Thanks for the long post, it helps to clear up some issues I had with what
you were writing earlier about the 3-torus, which I know little about.

I think the problem I had was in not taking into account the difference
between topology and local geometry; Which is to say I had been interpreting
T^2 = S1XS1 as the surface of the donut. And it apparently may be or it may
not be as you pointed out.

for the interest of others, I'm quoting a conversation from another list
which I found today while trying to research the question; it says what D
Bowman says, but in different language.



Jacques Distler writes:
In article <38017e7e.42110866@news.gte.net>, dmorgan@suenet.qu.net wrote:

...the standard metric on the torus has
everywhere-vanishing Riemann curvature. That is what I (and general
relativists) mean by "flat".

Certainly it has both intrinsic and extrinsic curvature,

No. The curvature you are talking about is an artifact of the embedding
in R^3. The intrinsic (Riemann) curvature vanishes.

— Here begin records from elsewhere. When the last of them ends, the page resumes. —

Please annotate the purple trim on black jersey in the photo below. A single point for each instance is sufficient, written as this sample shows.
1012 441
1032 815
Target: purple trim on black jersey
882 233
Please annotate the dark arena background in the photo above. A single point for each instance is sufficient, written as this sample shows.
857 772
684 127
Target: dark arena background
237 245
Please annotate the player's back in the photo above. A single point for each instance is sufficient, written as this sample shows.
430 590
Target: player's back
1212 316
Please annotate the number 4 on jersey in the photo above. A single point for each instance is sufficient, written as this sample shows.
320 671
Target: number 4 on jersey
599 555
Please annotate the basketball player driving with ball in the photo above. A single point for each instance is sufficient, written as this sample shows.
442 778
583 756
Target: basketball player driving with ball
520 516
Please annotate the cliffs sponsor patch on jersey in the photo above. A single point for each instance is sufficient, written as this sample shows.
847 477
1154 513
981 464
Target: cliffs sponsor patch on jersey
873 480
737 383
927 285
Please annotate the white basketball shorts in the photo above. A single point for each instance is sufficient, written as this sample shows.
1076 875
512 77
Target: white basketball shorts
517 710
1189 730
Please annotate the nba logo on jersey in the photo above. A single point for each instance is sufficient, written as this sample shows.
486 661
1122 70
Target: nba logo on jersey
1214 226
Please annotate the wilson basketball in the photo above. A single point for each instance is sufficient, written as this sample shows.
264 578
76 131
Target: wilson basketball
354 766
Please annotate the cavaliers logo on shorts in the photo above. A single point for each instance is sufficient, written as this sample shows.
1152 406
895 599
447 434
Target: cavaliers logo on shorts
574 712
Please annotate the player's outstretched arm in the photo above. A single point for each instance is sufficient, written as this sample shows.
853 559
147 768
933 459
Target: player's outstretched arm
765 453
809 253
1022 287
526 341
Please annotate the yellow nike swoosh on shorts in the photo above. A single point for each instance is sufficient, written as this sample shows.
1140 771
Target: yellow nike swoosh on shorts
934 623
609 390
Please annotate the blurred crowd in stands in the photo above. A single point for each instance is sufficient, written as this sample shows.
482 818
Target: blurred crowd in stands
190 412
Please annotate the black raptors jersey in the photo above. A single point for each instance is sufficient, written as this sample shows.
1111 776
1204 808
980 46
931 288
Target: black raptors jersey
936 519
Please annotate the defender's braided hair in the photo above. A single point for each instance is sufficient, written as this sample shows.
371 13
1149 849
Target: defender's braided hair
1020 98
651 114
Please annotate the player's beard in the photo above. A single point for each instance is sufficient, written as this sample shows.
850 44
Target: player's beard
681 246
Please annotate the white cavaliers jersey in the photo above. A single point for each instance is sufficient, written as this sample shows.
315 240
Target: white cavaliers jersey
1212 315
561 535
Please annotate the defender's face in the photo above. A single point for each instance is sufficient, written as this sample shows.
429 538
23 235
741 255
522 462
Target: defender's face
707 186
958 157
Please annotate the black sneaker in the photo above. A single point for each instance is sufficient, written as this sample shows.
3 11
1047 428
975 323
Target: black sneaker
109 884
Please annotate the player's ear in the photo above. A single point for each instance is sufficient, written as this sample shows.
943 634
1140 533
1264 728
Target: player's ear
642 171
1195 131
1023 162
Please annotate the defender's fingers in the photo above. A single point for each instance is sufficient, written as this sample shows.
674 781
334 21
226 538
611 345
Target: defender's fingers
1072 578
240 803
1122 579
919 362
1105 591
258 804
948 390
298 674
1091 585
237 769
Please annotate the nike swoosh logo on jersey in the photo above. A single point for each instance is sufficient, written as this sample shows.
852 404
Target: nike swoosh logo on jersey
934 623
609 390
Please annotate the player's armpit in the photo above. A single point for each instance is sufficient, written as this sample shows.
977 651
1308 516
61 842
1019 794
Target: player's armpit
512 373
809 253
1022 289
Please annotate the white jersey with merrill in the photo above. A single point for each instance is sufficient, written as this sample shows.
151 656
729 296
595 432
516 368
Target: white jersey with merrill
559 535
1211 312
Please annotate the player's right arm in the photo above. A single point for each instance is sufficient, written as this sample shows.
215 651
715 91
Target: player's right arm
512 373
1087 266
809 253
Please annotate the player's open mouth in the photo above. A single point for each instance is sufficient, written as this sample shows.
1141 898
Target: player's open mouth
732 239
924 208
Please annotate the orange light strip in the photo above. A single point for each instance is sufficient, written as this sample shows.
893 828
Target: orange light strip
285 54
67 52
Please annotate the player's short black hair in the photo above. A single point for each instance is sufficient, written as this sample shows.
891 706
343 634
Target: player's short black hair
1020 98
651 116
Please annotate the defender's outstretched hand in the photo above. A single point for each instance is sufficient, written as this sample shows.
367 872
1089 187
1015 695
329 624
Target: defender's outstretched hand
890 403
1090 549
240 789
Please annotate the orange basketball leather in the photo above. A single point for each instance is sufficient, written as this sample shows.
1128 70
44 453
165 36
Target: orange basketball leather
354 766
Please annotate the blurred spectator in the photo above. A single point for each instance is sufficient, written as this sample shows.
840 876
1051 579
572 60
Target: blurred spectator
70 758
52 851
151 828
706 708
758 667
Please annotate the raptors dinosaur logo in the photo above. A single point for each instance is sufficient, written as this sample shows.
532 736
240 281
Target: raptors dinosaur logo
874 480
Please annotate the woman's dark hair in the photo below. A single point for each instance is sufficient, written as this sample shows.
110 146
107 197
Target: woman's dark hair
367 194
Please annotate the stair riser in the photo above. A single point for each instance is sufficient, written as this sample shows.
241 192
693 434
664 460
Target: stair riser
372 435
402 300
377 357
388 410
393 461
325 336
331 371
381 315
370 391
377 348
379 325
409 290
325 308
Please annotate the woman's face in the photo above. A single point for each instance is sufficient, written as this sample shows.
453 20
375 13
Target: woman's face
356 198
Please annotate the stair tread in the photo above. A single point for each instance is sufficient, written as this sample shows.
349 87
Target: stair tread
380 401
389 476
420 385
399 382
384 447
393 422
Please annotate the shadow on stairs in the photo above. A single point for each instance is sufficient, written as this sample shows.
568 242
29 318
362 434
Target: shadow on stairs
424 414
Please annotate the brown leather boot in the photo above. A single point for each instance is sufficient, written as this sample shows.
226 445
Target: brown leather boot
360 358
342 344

I can see how this sort of disagreement arises, since words
like "standard" and "intrinsic" can have various
connotations. Let me take a crack at confusing the issue.

The torus, as a manifold, has no geometry, that is, no
curvature defined. It is just a topological space with a
differentiable structure. You can put infinitely many
metrics on the torus to give it some "shape". One metric,
Distler's "standard metric" is flat (although there are
infinitely many of those too!). Another pretty standard
metric, apparently the one described by dmorgan, is
obtained by embedding the torus in a flat R^3: the surface
of a doughnut. This metric is most definitely NOT flat -
and here I DO mean the intrinsic Riemann curvature. (So,
geodesics on the doughnut DO focus.) There is negative and
positive (intrinsic, Riemann) curvature on the doughnut.
Of course, the scalar curvature averages out to zero, in
accord with Gauss-Bonnet. The "standard metric" cannot be
induced by embedding in flat R^3, but it can be induced by
embedding in flat R^4. Of course, in each of these
examples we have the same torus - as a manifold - but a
different torus geometrically. One sometimes says that the
two tori are diffeomorphic, but not isometric.

In the midst of a debate about which manifolds are
diffeomorphic, it is always worth mentioning that there are
infinitely many manifolds that are topologically R^4 but
still fail to be diffeomorphic. Seems to me that physics on
these different R^4's should be different...but how?